Fusione Fredda: la Nissan si ispira alla ricerca di Andrea Rossi per la produzione di auto elettriche

In questo periodo particolarmente critico della sua carriera, ecco arrivare un piccolo grande riconoscimento per Andrea Rossi e la sua ricerca nel campo delle LENR/Fusione Fredda. Nel corso della 17 Conferenza sulla Fusione Fredda organizzata dalla Japan CF-Research Society ed in corso in questi giorni presso il National Institute of Technology (Tokyo College), la Nissan presenta anche una ricerca ispirata dal lavoro di Andrea Rossi.

Il titolo della presentazione preparata dai ricercatori della Nissan M. Nakamura, M. Uchimura, H. Takahashi, S. Sumitomo e’ “Anomalous Excess Heat Generation by the Interaction between Nanostructured Pd/Ni surface and D2/H2 gas”. La ricerca verte sull’eccesso di produzione di calore prodotto facendo reagire nichel ed idrogeno. Vi ricorda qualcosa?

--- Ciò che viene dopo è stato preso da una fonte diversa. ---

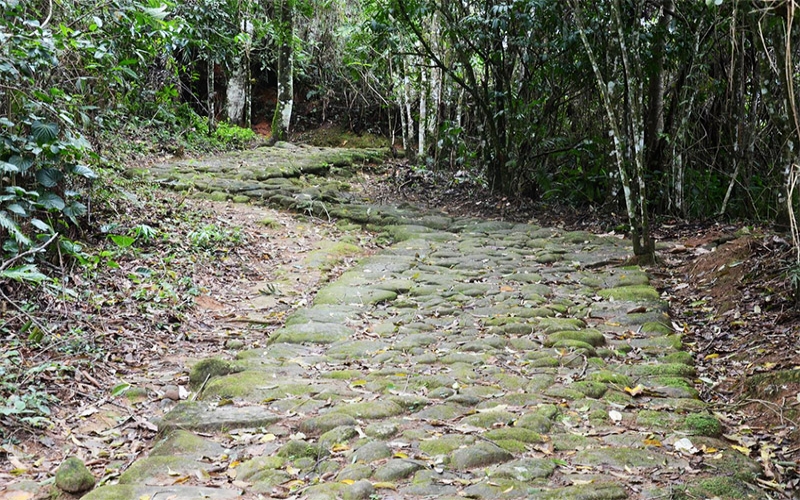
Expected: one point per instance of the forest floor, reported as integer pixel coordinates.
(725, 285)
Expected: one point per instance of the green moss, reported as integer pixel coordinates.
(590, 336)
(343, 375)
(681, 357)
(298, 449)
(703, 424)
(723, 488)
(445, 445)
(609, 377)
(270, 223)
(511, 445)
(676, 382)
(514, 433)
(590, 389)
(218, 196)
(664, 370)
(209, 368)
(656, 327)
(634, 293)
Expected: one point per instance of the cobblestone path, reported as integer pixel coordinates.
(469, 358)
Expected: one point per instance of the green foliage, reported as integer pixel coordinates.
(213, 237)
(231, 136)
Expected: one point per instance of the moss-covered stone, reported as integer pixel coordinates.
(590, 389)
(445, 444)
(479, 455)
(257, 465)
(73, 476)
(181, 442)
(703, 424)
(514, 433)
(326, 422)
(610, 377)
(633, 293)
(211, 367)
(589, 336)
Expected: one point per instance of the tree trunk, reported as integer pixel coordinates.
(212, 115)
(423, 113)
(283, 108)
(654, 123)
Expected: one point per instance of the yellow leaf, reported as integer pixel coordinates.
(744, 450)
(639, 389)
(294, 483)
(18, 495)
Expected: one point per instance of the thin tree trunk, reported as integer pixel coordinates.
(283, 108)
(423, 110)
(212, 124)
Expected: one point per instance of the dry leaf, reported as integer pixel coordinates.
(652, 442)
(744, 450)
(639, 389)
(685, 446)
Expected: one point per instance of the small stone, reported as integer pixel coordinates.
(72, 476)
(325, 423)
(381, 430)
(360, 490)
(372, 452)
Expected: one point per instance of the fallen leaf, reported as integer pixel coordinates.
(652, 442)
(744, 450)
(684, 445)
(639, 389)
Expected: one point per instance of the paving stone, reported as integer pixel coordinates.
(372, 452)
(449, 345)
(479, 455)
(326, 422)
(200, 416)
(397, 469)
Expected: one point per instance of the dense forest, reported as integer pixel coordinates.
(644, 111)
(655, 107)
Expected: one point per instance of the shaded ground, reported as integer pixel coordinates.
(727, 285)
(472, 363)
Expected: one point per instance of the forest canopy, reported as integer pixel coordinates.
(651, 107)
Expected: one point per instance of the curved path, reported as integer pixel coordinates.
(469, 358)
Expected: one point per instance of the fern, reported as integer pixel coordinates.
(13, 229)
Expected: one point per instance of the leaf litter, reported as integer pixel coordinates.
(186, 294)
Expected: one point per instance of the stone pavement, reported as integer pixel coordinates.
(470, 358)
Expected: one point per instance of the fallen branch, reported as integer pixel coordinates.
(31, 251)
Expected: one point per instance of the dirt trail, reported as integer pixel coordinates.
(468, 358)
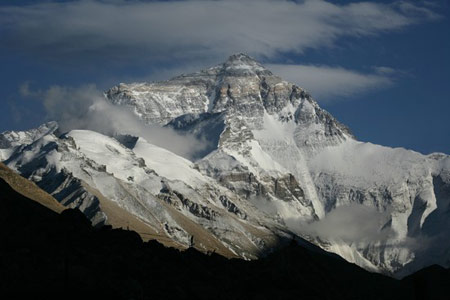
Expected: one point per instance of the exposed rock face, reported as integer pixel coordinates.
(277, 164)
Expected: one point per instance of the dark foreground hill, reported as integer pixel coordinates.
(46, 254)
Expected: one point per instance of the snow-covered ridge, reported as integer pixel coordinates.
(278, 165)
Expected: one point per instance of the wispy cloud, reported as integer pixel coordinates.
(143, 31)
(353, 223)
(85, 107)
(329, 84)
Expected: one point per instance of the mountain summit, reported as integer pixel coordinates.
(276, 166)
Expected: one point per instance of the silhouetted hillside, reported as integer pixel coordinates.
(45, 254)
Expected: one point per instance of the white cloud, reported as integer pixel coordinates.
(194, 30)
(85, 107)
(328, 84)
(352, 223)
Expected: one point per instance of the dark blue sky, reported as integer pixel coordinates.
(390, 60)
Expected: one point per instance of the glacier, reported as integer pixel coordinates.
(277, 166)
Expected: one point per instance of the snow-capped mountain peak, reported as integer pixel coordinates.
(277, 165)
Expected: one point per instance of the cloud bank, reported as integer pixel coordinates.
(352, 223)
(328, 84)
(85, 107)
(142, 31)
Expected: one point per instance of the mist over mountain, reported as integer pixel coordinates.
(233, 159)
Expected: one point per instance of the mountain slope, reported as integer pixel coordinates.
(115, 263)
(29, 189)
(277, 165)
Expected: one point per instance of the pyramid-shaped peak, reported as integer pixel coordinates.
(243, 64)
(241, 57)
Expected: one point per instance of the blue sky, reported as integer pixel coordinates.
(382, 68)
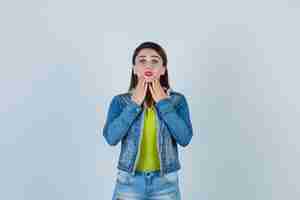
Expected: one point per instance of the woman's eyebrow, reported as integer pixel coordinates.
(151, 56)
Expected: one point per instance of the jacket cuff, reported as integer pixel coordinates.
(134, 106)
(164, 106)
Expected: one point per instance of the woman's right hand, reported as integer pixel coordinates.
(140, 91)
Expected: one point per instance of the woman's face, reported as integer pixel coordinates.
(149, 64)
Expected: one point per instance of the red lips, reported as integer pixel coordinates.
(148, 73)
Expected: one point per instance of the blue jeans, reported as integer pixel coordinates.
(146, 186)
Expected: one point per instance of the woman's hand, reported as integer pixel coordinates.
(140, 91)
(157, 91)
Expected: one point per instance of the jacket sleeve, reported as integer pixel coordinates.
(119, 120)
(177, 119)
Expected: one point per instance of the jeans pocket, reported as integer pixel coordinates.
(124, 178)
(171, 177)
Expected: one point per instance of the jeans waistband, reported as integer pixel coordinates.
(148, 173)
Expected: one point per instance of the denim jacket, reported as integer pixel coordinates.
(125, 120)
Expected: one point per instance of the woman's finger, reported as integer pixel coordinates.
(152, 91)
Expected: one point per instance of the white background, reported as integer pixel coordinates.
(237, 62)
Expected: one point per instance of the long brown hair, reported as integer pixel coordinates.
(164, 79)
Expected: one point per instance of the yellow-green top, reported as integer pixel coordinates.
(149, 159)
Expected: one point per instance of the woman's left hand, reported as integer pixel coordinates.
(157, 91)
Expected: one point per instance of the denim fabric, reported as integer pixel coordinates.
(125, 121)
(146, 186)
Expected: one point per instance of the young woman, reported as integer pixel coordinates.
(149, 120)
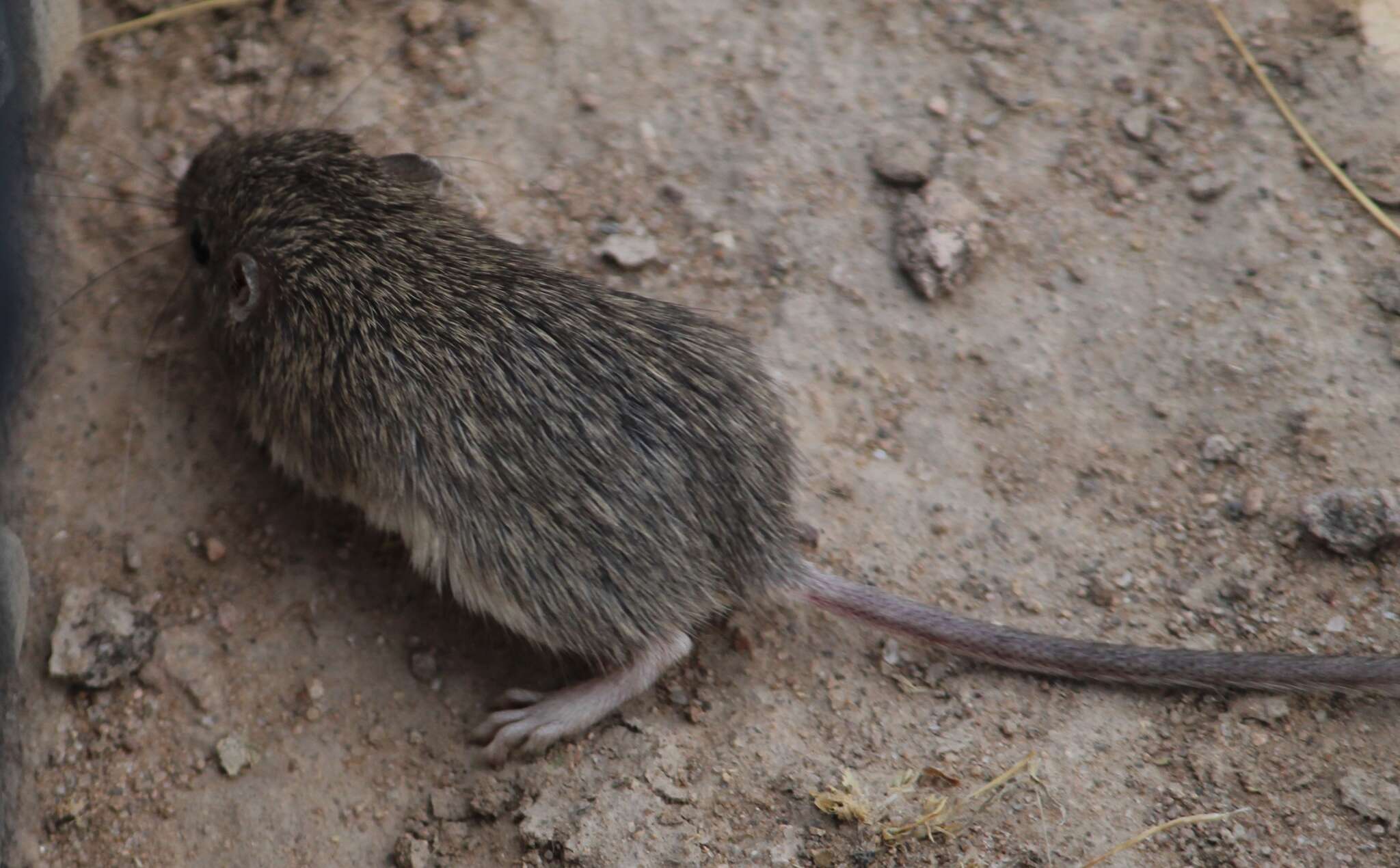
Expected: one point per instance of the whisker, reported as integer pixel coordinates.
(112, 189)
(164, 206)
(133, 164)
(90, 283)
(296, 62)
(343, 101)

L’E-Cat di Andrea Rossi, proprio cosi’.

Ed infatti i ricercatori non mancano di citare Rossi, usando queste parole: “In 2010, A. Rossi reported E-cat, Energy Catalyzer. This equipment can generate heat energy from Ni and H2 reaction and the energy is larger than input one. This experiment was replicated by A Parkhomov but the reaction mechanism has NOT been clarified [1-2]. If we can use this heat energy as a heater application into EV, the problem of short mileage caused by using heater will be solved, the EV with this equipment will be a candidate for customers who have a sense of dissatisfaction that they should charge very often.

Fine ultimo di questo studio portato avanti dai ricercatori della Nissan e’ quello di risolvere il problema della durata della batteria delle auto elettriche, e proprio la fusione fredda potrebbe essere la risposta giusta a questo problema. Ovviamente e’ ancora prematuro affermare che la questione e’ stata felicemente risolta, ma vedere che un’azienda importante come la Nissan investe nel campo e’ indubbiamente un indice positivo.

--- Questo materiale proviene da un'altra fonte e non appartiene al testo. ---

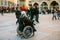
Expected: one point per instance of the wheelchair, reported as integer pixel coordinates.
(26, 33)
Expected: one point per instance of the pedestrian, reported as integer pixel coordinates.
(58, 13)
(35, 12)
(17, 13)
(2, 10)
(54, 14)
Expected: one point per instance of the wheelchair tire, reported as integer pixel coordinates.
(28, 32)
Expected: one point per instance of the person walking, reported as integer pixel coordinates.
(54, 14)
(35, 12)
(2, 10)
(17, 13)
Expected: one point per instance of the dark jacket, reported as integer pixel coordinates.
(23, 22)
(17, 13)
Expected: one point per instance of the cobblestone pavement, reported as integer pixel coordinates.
(47, 29)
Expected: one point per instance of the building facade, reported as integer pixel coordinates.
(6, 3)
(41, 3)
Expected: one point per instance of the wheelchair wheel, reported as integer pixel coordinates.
(28, 32)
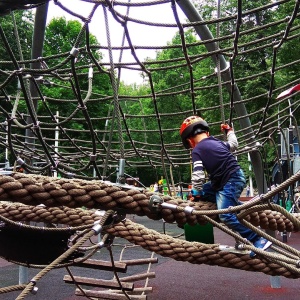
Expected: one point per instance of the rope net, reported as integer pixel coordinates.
(72, 112)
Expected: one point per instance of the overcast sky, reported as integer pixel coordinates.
(141, 35)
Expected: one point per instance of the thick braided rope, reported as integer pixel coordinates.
(149, 239)
(59, 259)
(54, 192)
(194, 252)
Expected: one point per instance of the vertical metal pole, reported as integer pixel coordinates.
(37, 49)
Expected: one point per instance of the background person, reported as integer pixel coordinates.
(227, 180)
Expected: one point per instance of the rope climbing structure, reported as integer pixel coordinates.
(71, 123)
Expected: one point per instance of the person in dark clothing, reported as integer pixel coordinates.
(226, 178)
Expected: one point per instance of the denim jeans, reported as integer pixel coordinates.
(229, 196)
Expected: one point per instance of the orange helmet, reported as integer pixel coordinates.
(189, 126)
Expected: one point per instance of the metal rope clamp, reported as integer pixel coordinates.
(155, 203)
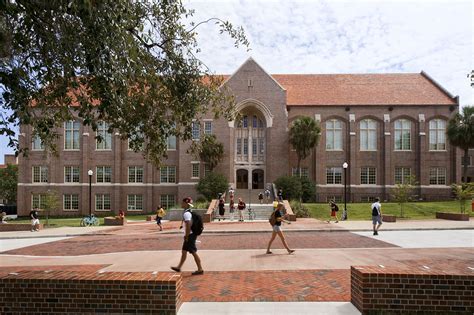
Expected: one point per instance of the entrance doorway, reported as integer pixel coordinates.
(242, 179)
(257, 179)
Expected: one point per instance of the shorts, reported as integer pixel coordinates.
(376, 219)
(190, 244)
(277, 228)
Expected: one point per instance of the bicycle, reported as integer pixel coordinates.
(89, 220)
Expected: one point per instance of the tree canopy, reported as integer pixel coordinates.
(130, 63)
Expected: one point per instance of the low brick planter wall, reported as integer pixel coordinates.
(6, 227)
(79, 292)
(114, 221)
(377, 290)
(452, 216)
(389, 218)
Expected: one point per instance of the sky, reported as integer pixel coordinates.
(341, 37)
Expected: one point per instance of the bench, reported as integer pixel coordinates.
(8, 227)
(114, 221)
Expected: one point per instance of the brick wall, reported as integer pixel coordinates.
(79, 292)
(376, 290)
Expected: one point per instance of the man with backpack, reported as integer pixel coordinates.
(193, 227)
(376, 215)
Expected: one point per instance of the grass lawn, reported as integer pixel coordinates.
(412, 210)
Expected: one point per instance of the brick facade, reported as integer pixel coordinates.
(275, 102)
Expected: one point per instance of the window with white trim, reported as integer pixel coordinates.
(437, 176)
(105, 141)
(168, 174)
(71, 174)
(103, 174)
(38, 201)
(71, 135)
(71, 202)
(167, 201)
(40, 174)
(368, 135)
(333, 134)
(135, 174)
(437, 135)
(368, 176)
(102, 202)
(194, 169)
(333, 175)
(402, 175)
(402, 135)
(135, 202)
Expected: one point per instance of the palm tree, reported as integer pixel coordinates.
(304, 136)
(460, 133)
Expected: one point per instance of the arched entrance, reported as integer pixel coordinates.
(257, 179)
(242, 179)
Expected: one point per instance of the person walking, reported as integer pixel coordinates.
(278, 218)
(241, 208)
(334, 210)
(376, 215)
(34, 220)
(189, 243)
(160, 214)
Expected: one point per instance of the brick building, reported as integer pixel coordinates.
(385, 126)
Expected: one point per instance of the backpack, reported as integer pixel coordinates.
(272, 219)
(198, 226)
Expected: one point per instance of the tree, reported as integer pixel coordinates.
(50, 203)
(463, 193)
(210, 151)
(129, 63)
(403, 192)
(304, 136)
(8, 183)
(460, 133)
(211, 185)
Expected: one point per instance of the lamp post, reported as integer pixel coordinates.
(90, 173)
(344, 214)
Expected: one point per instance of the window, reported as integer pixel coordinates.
(135, 174)
(103, 174)
(71, 135)
(437, 135)
(102, 202)
(37, 144)
(334, 175)
(167, 201)
(38, 201)
(402, 175)
(71, 202)
(135, 202)
(333, 134)
(304, 172)
(71, 174)
(368, 135)
(195, 170)
(40, 174)
(208, 127)
(437, 176)
(367, 176)
(168, 174)
(196, 130)
(402, 135)
(105, 141)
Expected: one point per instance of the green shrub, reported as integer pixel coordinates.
(211, 185)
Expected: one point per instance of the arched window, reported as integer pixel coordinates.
(333, 134)
(403, 135)
(437, 135)
(368, 135)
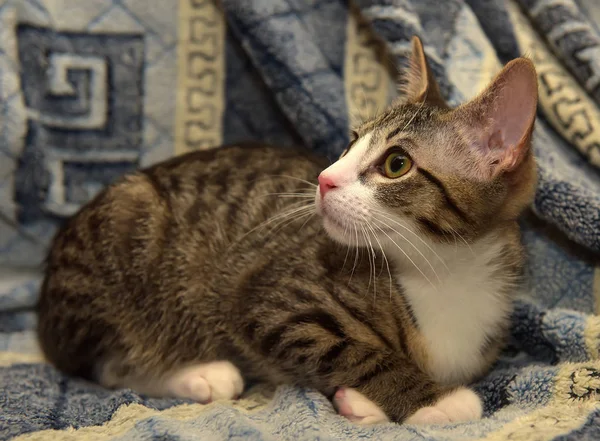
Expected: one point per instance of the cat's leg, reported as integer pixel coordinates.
(459, 405)
(206, 382)
(201, 382)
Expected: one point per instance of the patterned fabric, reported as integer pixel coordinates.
(91, 90)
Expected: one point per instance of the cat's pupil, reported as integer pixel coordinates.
(397, 164)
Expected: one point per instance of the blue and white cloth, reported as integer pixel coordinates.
(91, 90)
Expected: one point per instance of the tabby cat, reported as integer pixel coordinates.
(197, 275)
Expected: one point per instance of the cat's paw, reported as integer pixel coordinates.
(357, 408)
(461, 405)
(206, 382)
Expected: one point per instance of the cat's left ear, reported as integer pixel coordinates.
(499, 122)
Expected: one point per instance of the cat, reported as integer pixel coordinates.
(199, 274)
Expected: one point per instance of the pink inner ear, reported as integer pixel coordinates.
(507, 109)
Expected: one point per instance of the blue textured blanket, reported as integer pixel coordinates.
(92, 89)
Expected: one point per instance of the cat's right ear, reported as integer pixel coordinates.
(419, 83)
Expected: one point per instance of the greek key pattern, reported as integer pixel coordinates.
(367, 79)
(83, 130)
(572, 113)
(573, 38)
(201, 74)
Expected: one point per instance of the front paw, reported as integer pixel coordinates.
(357, 408)
(461, 405)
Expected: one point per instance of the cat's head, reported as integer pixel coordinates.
(434, 170)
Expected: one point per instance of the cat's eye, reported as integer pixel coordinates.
(396, 165)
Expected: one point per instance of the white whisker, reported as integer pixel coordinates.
(407, 256)
(382, 252)
(294, 178)
(384, 215)
(413, 245)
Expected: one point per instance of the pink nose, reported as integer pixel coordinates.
(325, 184)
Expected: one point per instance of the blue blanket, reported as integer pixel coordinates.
(93, 89)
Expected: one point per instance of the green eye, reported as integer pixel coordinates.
(396, 165)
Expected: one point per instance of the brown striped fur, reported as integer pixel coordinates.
(166, 268)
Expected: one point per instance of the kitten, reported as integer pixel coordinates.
(166, 283)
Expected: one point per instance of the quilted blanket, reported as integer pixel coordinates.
(93, 89)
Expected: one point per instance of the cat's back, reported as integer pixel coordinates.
(155, 232)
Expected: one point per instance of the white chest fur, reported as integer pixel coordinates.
(458, 308)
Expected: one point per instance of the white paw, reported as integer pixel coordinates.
(358, 408)
(218, 380)
(461, 405)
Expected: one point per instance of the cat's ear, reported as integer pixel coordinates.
(419, 83)
(499, 122)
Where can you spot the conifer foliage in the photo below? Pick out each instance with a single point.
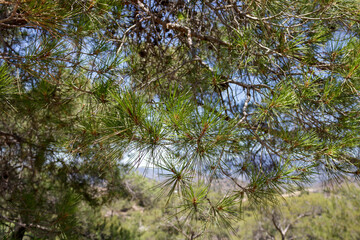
(262, 93)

Dal canto suo Andrea Rossi non si concede nemmeno un giorno di riposo, dividendosi tra gli esperimenti sull’E-Cat QuarkX e la battaglia legale contro la Industrial Heat. Tramite il suo blog sul Journal of Nuclear Physics negli ultimi giorni Rossi ci ha regalato qualche dettaglio in piu’ sul suo lavoro: l’utilizzo del grafene per la produzione di elettricita’ con l’E-Cat QuarkX.

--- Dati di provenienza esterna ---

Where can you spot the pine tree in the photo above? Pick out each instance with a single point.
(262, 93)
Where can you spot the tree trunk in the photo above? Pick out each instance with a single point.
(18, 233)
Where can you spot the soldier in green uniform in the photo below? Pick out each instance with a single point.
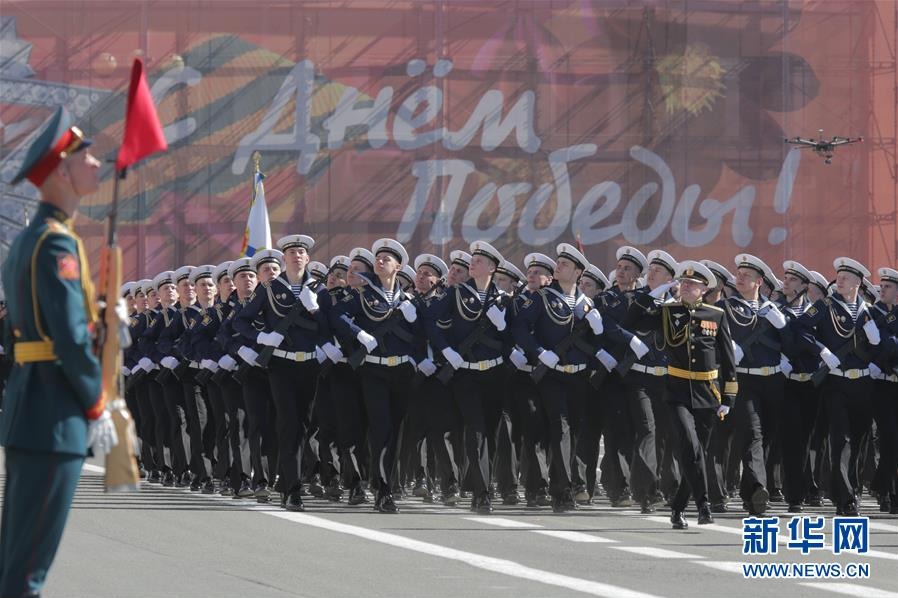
(54, 407)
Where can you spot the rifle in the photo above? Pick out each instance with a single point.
(293, 317)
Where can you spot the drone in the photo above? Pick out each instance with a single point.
(822, 147)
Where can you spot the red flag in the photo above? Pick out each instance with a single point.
(143, 133)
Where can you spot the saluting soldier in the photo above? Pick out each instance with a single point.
(701, 380)
(54, 409)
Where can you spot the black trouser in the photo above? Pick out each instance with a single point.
(479, 396)
(850, 405)
(238, 431)
(150, 453)
(293, 389)
(346, 394)
(173, 395)
(693, 431)
(644, 462)
(219, 431)
(747, 437)
(197, 421)
(263, 446)
(801, 401)
(385, 390)
(885, 411)
(563, 399)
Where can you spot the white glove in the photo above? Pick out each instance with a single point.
(453, 357)
(427, 367)
(248, 355)
(872, 332)
(101, 436)
(333, 352)
(775, 317)
(227, 363)
(497, 317)
(831, 361)
(737, 352)
(271, 339)
(606, 359)
(549, 358)
(408, 311)
(594, 318)
(518, 358)
(309, 299)
(367, 340)
(638, 346)
(785, 366)
(722, 411)
(661, 290)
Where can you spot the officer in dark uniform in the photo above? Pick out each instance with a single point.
(842, 332)
(54, 409)
(700, 362)
(379, 316)
(293, 369)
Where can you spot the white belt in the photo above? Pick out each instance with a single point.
(658, 370)
(764, 371)
(298, 357)
(481, 366)
(570, 368)
(391, 361)
(850, 374)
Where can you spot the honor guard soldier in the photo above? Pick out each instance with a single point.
(288, 305)
(556, 327)
(465, 325)
(53, 410)
(885, 400)
(701, 378)
(379, 316)
(841, 331)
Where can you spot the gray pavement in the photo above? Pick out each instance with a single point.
(171, 542)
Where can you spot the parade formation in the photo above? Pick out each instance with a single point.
(380, 376)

Rossi, rispondendo ad un lettore, afferma che l’utilizzo del grafene ne ha migliorato l’efficienza, promettendo la possibilita’ di una diretta co-generazione di calore ed elettricita’. Tuttavia, prosegue Rossi, non pensa che sara’ possibile mostrare questo passaggio nel corso della prima presentazione pubblica dell’E-Cat QuarkX, che avverra’, come ricorda Rossi stesso, al termine della causa contro la Industrial Heat. Infatti la presentazione sara’ principalmente su un sistema di produzione di calore, non di elettricita’.